Traffic Sign Recognition

Pipeline

The goals / steps of this project are the following:

Load the data set (see below for links to the project data set)
Explore, summarize and visualize the data set
Design, train and test a model architecture
Use the model to make predictions on new images
Analyze the softmax probabilities of the new images
Summarize the results with a written report

Step 1: Loading, Exploring and Visualizing the Data

In this project, the German Traffic Sign Dataset has been used to train a convolutional neural network. Each image is represented as a 32x32 pixel RGB image. The number of sign images is then split into Training, Validation and Testing sets as follows.

Data	Number of Images
Training	34799
Validation	4410
Testing	12630

The testing data is never looked at except at the very end to calculate model performance. The data consists of 43 variety of traffic signs. An example of each sign from the training dataset has been shown below.

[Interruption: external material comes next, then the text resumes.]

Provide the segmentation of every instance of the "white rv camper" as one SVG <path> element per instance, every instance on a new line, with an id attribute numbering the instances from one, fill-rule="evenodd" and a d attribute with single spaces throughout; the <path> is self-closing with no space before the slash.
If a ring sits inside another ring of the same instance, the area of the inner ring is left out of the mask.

The number of images for each sign is not equal in the dataset. Some signs occur more frequently than the other. Thus, precaution needs to be taken so that the model is not biased towards more frequent signs. The frequency plot is given below.

Step 2: Data Enrichment and Preprocessing

Image Mirroring

First, the motivation is to increase the amount of data to enhance the learning. Some of the traffic signs have an axis of symmetry i.e. they are invariant to fliping them vertically, horizontally or diagonally. An example is the "Yield" sign which as a vertical axis of symmetry passing through its center. Including this flipped data will help the model capture this inherent symmetry in some of the traffic signs. Also, some pairs of signs interchange between each other on flipping like "Turn Right" becomes "Turn Left". The Symmetric properties of signs are given in the table below

ID	Data	Line of Symmetry
0	Speed limit (20km/h)
1	Speed limit (30km/h)	Horizontal
2	Speed limit (50km/h)
3	Speed limit (60km/h)
4	Speed limit (70km/h)
5	Speed limit (80km/h)	Horizontal
6	End of speed limit (80km/h)
7	Speed limit (100km/h)
8	Speed limit (120km/h)
9	No passing
10	No passing for vehicles over 3.5 metric tons
11	Right-of-way at the next intersection	Vertical
12	Priority road	Vertical, Horizontal
13	Yield	Vertical
14	Stop
15	No vehicles	Vertical, Horizontal
16	Vehicles over 3.5 metric tons prohibited
17	No entry	Vertical, Horizontal
18	General caution	Vertical
19	Dangerous curve to the left	Interchange 1
20	Dangerous curve to the right	Interchange 1
21	Double curve
22	Bumpy road	Vertical
23	Slippery road
24	Road narrows on the right
25	Road work
26	Traffic signals	Vertical
27	Pedestrians
28	Children crossing
29	Bicycles crossing
30	Beware of ice/snow	Vertical
31	Wild animals crossing
32	End of all speed and passing limits	Diagonal
33	Turn right ahead	Interchange 2
34	Turn left ahead	Interchange 2
35	Ahead only	Vertical
36	Go straight or right	Interchange 3
37	Go straight or left	Interchange 3
38	Keep right	Interchange 4
39	Keep left	Interchange 4
40	Roundabout mandatory	Diagonal
41	End of no passing
42	End of no passing by vehicles over 3.5 metric tons

Using these symmeric properties, the amount of training data is increased to 56368 images. Some newally added images are shown below.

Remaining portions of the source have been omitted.